To sample Big Jim’s Western stories go to the Rope and Wire’s Web site. There, one can meet Buckshot Jones—midwife to Williams’s career in fiction—in the comic but cautionary “Buckshot’s Mail-Order Bride” as well as a serious study of how a solitary man survives winter and wolves in “The Last Mountain Man.”

A human-against-the-elements account, “Mountain Man” mixes factual descriptions of 1840s gear, alpine weather, and survival tactics with some invented wolf behavior for drama. This blend of fact and fiction has worked well for Williams, but he still marvels that “once you give a character his head, they take over a story.”

Williams’s yarns have been collected in two audiobooks, The Old West and Tall Tales of the Old West, with the author narrating the latter. A reviewer of Tall Tales noted that one of the Western stories had “a Twilight Zone twist,” and Williams cheerfully acknowledged the influence.

“I like to write stories with twists,” he said, adding that two of his favorite authors, Mark Twain and O. Henry, inserted unexpected behavior or events to surprise readers. Rod Serling’s Twilight Zone series is the 20th-century television equivalent of the two 19th-century authors in Williams’s pantheon of literary models.
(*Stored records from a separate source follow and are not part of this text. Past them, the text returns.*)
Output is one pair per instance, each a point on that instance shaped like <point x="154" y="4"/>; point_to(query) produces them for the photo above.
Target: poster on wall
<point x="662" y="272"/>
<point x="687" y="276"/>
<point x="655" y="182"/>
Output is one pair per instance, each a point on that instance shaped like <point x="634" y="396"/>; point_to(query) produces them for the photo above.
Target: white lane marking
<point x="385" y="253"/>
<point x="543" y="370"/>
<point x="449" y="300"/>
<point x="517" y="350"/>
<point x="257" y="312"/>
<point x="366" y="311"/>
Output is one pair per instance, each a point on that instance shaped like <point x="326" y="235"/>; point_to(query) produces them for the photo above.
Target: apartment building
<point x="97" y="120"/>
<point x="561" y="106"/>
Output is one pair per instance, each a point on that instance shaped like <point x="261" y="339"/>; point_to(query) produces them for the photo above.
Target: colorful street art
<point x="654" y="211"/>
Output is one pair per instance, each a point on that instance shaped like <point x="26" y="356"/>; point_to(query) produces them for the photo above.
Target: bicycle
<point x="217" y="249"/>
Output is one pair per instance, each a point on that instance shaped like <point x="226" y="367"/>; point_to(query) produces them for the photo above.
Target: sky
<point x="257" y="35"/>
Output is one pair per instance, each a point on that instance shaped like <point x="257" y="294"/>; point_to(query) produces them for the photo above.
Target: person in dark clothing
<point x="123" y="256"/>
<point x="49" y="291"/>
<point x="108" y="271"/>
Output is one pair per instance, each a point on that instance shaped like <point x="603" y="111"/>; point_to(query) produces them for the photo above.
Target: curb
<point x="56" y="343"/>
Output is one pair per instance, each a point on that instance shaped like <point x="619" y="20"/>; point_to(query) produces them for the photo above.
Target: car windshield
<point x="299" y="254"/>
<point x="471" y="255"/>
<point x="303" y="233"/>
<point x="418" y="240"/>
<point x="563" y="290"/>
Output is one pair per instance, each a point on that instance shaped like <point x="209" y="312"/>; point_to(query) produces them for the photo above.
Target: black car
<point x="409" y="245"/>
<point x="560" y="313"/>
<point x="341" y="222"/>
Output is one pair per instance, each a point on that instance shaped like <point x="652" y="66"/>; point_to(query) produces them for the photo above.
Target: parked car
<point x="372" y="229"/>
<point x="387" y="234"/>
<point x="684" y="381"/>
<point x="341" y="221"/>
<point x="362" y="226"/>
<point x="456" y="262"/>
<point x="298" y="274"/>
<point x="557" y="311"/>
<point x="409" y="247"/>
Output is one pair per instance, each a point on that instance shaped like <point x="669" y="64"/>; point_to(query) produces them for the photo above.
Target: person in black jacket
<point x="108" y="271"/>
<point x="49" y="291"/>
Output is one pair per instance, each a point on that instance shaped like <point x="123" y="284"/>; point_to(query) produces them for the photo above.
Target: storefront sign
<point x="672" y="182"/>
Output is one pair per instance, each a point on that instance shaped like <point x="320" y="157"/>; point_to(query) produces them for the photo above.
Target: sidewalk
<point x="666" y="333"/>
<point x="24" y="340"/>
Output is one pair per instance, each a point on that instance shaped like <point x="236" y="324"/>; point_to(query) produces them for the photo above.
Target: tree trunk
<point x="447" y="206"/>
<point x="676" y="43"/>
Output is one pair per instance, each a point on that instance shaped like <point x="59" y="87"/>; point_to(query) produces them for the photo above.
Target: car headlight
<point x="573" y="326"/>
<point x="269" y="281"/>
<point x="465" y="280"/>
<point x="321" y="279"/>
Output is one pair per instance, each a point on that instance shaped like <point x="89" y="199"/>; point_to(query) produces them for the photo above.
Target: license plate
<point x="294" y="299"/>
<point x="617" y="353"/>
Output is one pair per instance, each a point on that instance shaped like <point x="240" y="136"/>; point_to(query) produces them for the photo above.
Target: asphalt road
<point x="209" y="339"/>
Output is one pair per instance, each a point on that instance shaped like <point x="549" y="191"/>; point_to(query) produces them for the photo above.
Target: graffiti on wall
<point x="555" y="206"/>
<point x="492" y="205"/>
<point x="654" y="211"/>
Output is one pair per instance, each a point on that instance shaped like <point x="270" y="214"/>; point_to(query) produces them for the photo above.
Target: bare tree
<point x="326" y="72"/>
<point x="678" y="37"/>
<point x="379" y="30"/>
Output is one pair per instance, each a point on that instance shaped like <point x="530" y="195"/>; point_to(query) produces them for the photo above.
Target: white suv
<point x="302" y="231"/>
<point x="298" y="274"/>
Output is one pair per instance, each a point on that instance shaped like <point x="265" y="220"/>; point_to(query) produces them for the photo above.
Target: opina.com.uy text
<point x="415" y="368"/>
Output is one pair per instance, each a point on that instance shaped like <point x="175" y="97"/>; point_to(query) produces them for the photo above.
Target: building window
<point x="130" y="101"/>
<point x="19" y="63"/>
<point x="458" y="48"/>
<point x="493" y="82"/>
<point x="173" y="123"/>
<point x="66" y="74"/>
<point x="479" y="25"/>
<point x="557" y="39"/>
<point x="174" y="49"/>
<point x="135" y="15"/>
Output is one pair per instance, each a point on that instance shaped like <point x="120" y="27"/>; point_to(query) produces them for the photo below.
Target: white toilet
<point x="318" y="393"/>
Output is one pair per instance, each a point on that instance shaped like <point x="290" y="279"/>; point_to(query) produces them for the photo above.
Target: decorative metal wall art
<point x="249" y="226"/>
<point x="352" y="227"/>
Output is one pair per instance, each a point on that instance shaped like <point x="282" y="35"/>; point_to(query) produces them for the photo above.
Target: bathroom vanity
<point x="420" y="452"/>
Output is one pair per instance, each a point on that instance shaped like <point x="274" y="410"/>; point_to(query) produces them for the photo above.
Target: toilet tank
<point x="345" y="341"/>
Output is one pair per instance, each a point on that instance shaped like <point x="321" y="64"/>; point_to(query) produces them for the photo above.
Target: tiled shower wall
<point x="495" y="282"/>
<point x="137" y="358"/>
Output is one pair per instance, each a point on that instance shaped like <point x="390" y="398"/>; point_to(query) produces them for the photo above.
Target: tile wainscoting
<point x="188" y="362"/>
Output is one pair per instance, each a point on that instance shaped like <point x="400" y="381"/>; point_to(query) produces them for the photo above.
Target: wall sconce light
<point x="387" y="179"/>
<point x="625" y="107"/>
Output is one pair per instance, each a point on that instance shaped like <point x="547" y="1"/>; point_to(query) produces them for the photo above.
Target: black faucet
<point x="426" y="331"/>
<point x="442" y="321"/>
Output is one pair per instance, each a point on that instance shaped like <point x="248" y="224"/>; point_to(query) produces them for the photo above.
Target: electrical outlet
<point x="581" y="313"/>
Ironic twists often surface in Williams’s fiction, though he may not always plan their appearances. The technique he uses in his storytelling, which he usually begins around 6 a.m., is “to take a situation and start writing.” He doesn’t outline the action or characters; he imagines the scene and the characters in it and “plays with it, sees what develops. It’s more fun than writing a press release,” he deadpanned.

Such approaches and experiences are among the writing tips Williams planned to share at the end of March, when he and five other authors joined forces for Authors’ Day in Sacramento. Hosted by the regional chapter of the Assistance League, the theme of the daylong gathering was “Can You Dig It: Unearthing California’s Legends and Lore.”

It sounded as if Big Jim had found the right audience.